Gyroscope Axis Observed 45 Deg to X,Y Plane - How is This Resolved?

[yuiop]

The axis of a spinning gyroscope is observed to be parallel to the x,y plane and at 45 degrees to both the x and y-axis by an inertial observer at rest with the gyroscope axis. (frame S)

To an inertial observer in frame S' moving parallel to the x-axis of frame S, the axis of the gyroscope appears to be at an angle of less than 45 degrees to the y axis. Now if he considers the change in position of the gyroscope axis in x,y plane to be due to a torque applied to the gyroscope then the gyroscope should have reacted by precessing out of the x,y plane. Obviously, that is not the case because the gyroscope always remains in the x,y plane according to observer S and both observers should agree on that. How is this resolved?

 

[Mentz114]

Hi Kev:

I've only done a quick sketch, but is seems that the the angle isn't the only thing the moving oberver sees differently.

If S marks out a triangle with sides 1 (x),1(y),sqrt(2), then S' sees the triangle with sides gamma, 1, sqrt(1+gamma^2).

The distance between the gyroscope and any origin we choose, must have decreased also. Could this apparent movement cancel the ghost torque ?

 

[yuiop]

Hi Kev:

I've only done a quick sketch, but is seems that the the angle isn't the only thing the moving oberver sees differently.

If S marks out a triangle with sides 1 (x),1(y),sqrt(2), then S' sees the triangle with sides gamma, 1, sqrt(1+gamma^2).

The distance between the gyroscope and any origin we choose, must have decreased also.
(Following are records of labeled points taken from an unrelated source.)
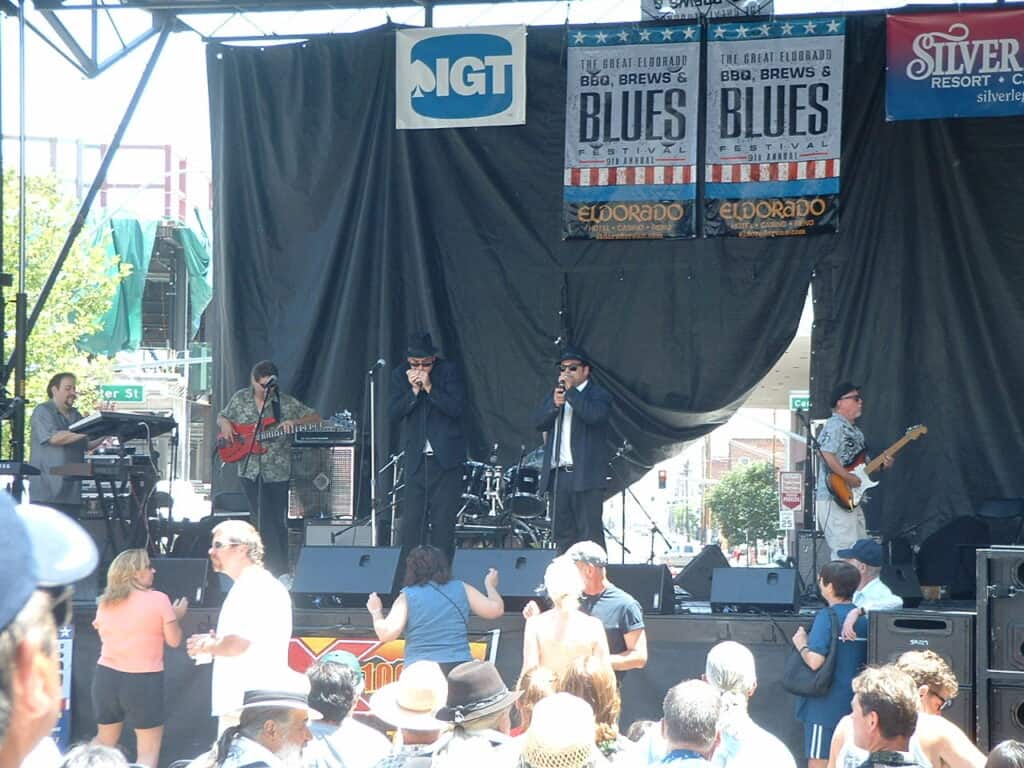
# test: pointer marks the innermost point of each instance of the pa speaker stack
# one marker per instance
(999, 645)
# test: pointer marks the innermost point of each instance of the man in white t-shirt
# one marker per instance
(255, 624)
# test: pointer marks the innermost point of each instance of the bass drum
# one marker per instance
(523, 497)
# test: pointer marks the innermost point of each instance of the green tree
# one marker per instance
(744, 503)
(80, 297)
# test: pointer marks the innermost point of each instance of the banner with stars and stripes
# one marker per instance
(631, 132)
(773, 127)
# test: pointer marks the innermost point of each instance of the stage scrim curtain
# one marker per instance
(337, 235)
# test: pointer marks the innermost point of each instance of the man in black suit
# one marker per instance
(428, 397)
(576, 452)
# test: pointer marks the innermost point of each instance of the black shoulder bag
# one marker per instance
(800, 679)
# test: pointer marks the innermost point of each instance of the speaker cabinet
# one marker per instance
(755, 589)
(323, 483)
(650, 585)
(696, 577)
(1000, 609)
(336, 534)
(347, 574)
(950, 634)
(902, 580)
(1003, 717)
(520, 571)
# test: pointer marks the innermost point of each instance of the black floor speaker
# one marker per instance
(650, 585)
(902, 580)
(347, 574)
(520, 571)
(755, 589)
(183, 577)
(696, 577)
(950, 634)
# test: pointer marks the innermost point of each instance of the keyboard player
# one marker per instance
(52, 444)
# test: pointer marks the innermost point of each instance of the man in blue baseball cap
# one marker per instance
(871, 594)
(44, 552)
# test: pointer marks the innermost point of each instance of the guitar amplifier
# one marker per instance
(323, 483)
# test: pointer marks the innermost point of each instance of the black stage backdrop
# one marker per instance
(337, 235)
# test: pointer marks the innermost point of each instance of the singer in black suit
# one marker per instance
(577, 475)
(428, 397)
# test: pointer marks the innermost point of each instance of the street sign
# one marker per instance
(791, 498)
(121, 392)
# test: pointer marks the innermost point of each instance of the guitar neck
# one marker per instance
(872, 465)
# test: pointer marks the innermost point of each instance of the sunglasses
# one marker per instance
(60, 604)
(946, 702)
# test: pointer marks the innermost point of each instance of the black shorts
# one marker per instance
(132, 697)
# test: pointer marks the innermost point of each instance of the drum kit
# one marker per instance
(503, 507)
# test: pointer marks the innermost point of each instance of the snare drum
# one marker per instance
(474, 481)
(522, 492)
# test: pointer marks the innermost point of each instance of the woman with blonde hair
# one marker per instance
(556, 637)
(133, 622)
(594, 681)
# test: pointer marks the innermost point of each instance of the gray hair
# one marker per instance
(690, 714)
(241, 532)
(34, 622)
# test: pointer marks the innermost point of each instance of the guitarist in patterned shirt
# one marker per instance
(841, 440)
(264, 476)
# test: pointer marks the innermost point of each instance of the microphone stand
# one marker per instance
(811, 591)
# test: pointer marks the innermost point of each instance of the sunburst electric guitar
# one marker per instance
(850, 498)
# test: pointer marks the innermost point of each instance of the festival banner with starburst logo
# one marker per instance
(773, 128)
(631, 132)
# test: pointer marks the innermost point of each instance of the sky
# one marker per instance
(60, 102)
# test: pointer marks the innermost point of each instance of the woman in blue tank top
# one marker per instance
(433, 610)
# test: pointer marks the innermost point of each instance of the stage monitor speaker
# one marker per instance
(334, 534)
(323, 483)
(1000, 620)
(755, 589)
(520, 571)
(901, 579)
(346, 573)
(950, 634)
(696, 577)
(182, 577)
(810, 564)
(650, 585)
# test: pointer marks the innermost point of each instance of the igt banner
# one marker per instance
(954, 65)
(773, 128)
(631, 127)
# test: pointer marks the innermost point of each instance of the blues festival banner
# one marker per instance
(631, 132)
(469, 77)
(954, 65)
(773, 127)
(381, 663)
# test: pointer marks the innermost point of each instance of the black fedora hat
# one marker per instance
(475, 690)
(420, 345)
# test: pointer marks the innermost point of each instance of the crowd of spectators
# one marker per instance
(445, 710)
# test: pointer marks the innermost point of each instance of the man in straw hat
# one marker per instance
(410, 705)
(273, 726)
(561, 735)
Could this apparent movement cancel the ghost torque ?

For simplicity can we assume one end of the gyroscope axis is at the origin and is a pivot that can move in any direction.

I probably should have also stated that the experiment is carried out in flat space far away from any massive bodies to keep things simple. (I'm not getting into a Mach's principle argument here)

 

[Mentz114]

Kev:

For simplicity can we assume one end of the gyroscope axis is at the origin and is a pivot that can move in any direction.

Don't understand that. The axis is any line through the center of rotation and perpendicular to it. It has no end unless we assign one.

Can you draw a diagram, please ?

 

[Mentz114]

Please have a look at the pic. Is this what you mean ?

Am I wrong in thinking that $$L=\gamma ^{-1}$$ and $$H=\sqrt{ 1 + \gamma ^{-2}}$$ for S'

My suggestion is that the apparent shortening of H may also be relevant.

Is it ?

 

[yuiop]

Kev:

Don't understand that. The axis is any line through the center of rotation and perpendicular to it. It has no end unless we assign one.

I was thinking of a physical axle like on a toy gyroscope that you can stand on a table more than a geometrical line.

Please have a look at the pic. Is this what you mean ?

Am I wrong in thinking that $$L=\gamma ^{-1}$$ and $$H=\sqrt{ 1 + \gamma ^{-2}}$$ for S'

My suggestion is that the apparent shortening of H may also be relevant.

Is it ?

I was thinking more like the diagram I have attached to this post with $$L_x' = L_x \gamma ^{-1}$$ and $$L_y' = L_y$$ with the x-axis of both reference frames parallel. (i.e. relative linear motion along the x axis). I am not sure how you got apparent shortening of H.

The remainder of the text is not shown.